La loi de l'emmerdement maximum

Guinard incendie - Détecteur de fumée, juin 2020
Guinard incendie - Détecteur de fumée

Anything that can go wrong will go wrong (Loi de Murphy)

Et voilà, à peine ma deuxième nuit à l’auberge commencée, bien pépère à l’accueil avec ma dernière trouvaille dénichée à la bibliothèque du bourg, et cette fichue alarme qui se déclenche. Branle-bas de combat, tout le monde sur le pont !

Alors il faut savoir qu’en cas d’incendie, l’alarme se met à hurler dans toute la baraque, des cuisines au grenier, et que le volume n’est pas réglable. Ça hurle ou ça ne hurle pas, une alarme. Et il faut aussi savoir qu’il est interdit, et même impossible pour certains modèles, de l’arrêter avant d’avoir trouvé la cause de l’incident, ou de la catastrophe. On doit en premier vérifier, sur le panneau d’affichage de la bête, dans quelle zone de l’établissement a lieu le sinistre, puis s’y rendre dare-dare pour constater de visu l’ampleur du phénomène, et prendre les mesures adéquates.

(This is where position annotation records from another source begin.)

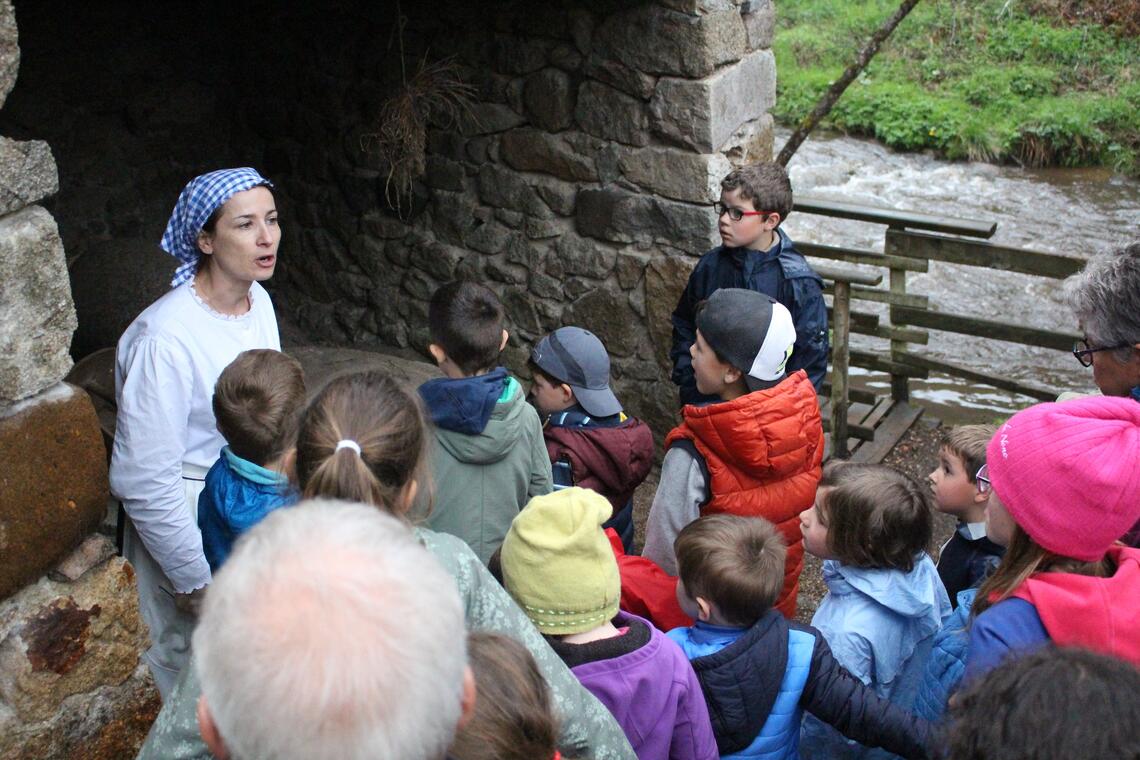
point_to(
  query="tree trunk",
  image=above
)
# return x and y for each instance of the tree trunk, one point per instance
(837, 89)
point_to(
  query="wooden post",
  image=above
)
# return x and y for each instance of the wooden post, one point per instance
(900, 387)
(840, 357)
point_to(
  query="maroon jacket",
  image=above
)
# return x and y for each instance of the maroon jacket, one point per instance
(610, 460)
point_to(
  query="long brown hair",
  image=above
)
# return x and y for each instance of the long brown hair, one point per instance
(514, 716)
(384, 419)
(1024, 558)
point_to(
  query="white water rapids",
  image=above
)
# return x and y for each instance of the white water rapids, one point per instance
(1075, 212)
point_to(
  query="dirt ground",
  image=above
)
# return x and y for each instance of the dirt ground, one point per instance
(915, 454)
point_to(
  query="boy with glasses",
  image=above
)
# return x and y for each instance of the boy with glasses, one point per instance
(756, 255)
(968, 556)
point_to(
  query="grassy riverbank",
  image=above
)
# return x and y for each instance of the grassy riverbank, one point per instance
(990, 80)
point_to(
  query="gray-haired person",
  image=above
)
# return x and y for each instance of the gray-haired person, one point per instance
(1106, 297)
(332, 632)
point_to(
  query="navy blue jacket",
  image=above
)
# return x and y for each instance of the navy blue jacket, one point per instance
(782, 274)
(742, 680)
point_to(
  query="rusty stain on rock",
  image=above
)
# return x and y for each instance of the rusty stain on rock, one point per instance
(56, 636)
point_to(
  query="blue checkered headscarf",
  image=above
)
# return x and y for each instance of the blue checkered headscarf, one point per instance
(198, 199)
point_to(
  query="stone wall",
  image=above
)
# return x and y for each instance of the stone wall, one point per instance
(577, 187)
(71, 679)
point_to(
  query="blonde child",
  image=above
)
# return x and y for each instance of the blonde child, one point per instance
(364, 438)
(871, 525)
(559, 566)
(760, 672)
(257, 401)
(968, 556)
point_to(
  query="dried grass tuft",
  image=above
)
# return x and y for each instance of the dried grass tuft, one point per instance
(434, 94)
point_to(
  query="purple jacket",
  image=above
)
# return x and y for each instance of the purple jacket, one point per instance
(656, 697)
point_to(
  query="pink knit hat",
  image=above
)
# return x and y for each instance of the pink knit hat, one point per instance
(1069, 473)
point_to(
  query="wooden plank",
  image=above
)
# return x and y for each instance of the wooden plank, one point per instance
(878, 362)
(840, 359)
(838, 274)
(897, 219)
(861, 256)
(858, 319)
(1003, 383)
(977, 253)
(863, 293)
(986, 328)
(893, 427)
(896, 334)
(857, 432)
(877, 413)
(856, 395)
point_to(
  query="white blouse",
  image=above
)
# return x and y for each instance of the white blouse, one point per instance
(167, 365)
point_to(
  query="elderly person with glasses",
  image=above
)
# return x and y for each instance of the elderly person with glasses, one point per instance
(1106, 297)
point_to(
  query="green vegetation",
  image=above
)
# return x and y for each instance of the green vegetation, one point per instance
(990, 80)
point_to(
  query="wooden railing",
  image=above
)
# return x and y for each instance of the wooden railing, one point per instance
(912, 242)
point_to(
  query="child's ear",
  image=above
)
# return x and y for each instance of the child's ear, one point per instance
(288, 465)
(209, 732)
(205, 243)
(408, 495)
(469, 697)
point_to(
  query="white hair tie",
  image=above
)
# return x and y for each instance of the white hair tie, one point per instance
(348, 443)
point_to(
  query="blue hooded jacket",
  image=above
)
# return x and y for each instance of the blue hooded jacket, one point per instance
(488, 460)
(880, 624)
(237, 495)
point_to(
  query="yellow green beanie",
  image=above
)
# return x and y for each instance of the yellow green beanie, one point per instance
(558, 563)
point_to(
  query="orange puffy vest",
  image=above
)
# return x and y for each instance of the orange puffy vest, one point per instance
(763, 452)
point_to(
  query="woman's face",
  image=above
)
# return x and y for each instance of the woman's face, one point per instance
(1113, 377)
(999, 522)
(243, 246)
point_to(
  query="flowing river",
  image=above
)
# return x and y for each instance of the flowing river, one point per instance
(1071, 211)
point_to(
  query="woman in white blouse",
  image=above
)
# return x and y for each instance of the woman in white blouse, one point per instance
(225, 233)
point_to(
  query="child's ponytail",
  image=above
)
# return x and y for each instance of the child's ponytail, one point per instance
(363, 439)
(1023, 560)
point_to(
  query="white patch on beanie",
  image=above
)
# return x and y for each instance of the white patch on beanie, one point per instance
(772, 358)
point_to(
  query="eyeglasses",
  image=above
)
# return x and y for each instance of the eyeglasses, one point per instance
(734, 213)
(983, 481)
(1083, 352)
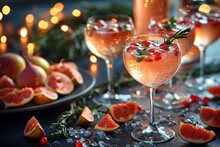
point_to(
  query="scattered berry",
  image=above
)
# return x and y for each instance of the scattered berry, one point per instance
(206, 100)
(139, 108)
(78, 143)
(194, 98)
(186, 103)
(43, 140)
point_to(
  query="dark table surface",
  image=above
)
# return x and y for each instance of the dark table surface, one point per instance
(12, 124)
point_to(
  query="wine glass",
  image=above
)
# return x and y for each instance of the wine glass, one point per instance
(105, 36)
(169, 99)
(151, 65)
(206, 19)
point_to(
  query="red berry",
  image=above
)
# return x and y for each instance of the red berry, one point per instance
(194, 98)
(164, 46)
(186, 103)
(43, 140)
(78, 143)
(206, 100)
(139, 108)
(145, 43)
(157, 56)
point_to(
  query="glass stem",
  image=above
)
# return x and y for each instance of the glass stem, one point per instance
(202, 60)
(109, 65)
(152, 96)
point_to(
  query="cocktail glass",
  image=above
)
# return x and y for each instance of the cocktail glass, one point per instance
(105, 37)
(152, 66)
(169, 99)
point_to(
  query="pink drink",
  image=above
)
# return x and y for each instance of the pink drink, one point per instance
(156, 66)
(184, 43)
(106, 39)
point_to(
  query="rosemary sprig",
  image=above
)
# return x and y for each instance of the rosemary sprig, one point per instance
(67, 118)
(178, 35)
(171, 23)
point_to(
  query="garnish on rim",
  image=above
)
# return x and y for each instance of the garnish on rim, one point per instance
(170, 24)
(178, 35)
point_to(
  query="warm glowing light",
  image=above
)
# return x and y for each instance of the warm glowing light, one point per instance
(93, 59)
(205, 8)
(64, 28)
(54, 19)
(3, 47)
(114, 20)
(59, 6)
(3, 39)
(29, 18)
(6, 10)
(30, 49)
(1, 15)
(76, 13)
(43, 24)
(53, 11)
(23, 32)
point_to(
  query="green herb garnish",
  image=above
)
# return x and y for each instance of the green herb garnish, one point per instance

Tout cela se passe donc avec un boucan d’enfer dans les oreilles, des portes coupe-feu qui se sont refermées un peu partout, et des pensionnaires affolés qui déboulent de leurs chambres et vous apostrophent. Bien évidemment, si c’est dans les étages, interdiction formelle de prendre l’ascenseur, il faut grimper à pied, et en courant si possible, ce qui n’est pas une mince affaire quand on a déjà son premier gramme dans le sang. D’ailleurs avant de partir à l’assaut des étages, il faut coincer l’ascenseur, en s’assurant tout de même que personne ne s’en sert.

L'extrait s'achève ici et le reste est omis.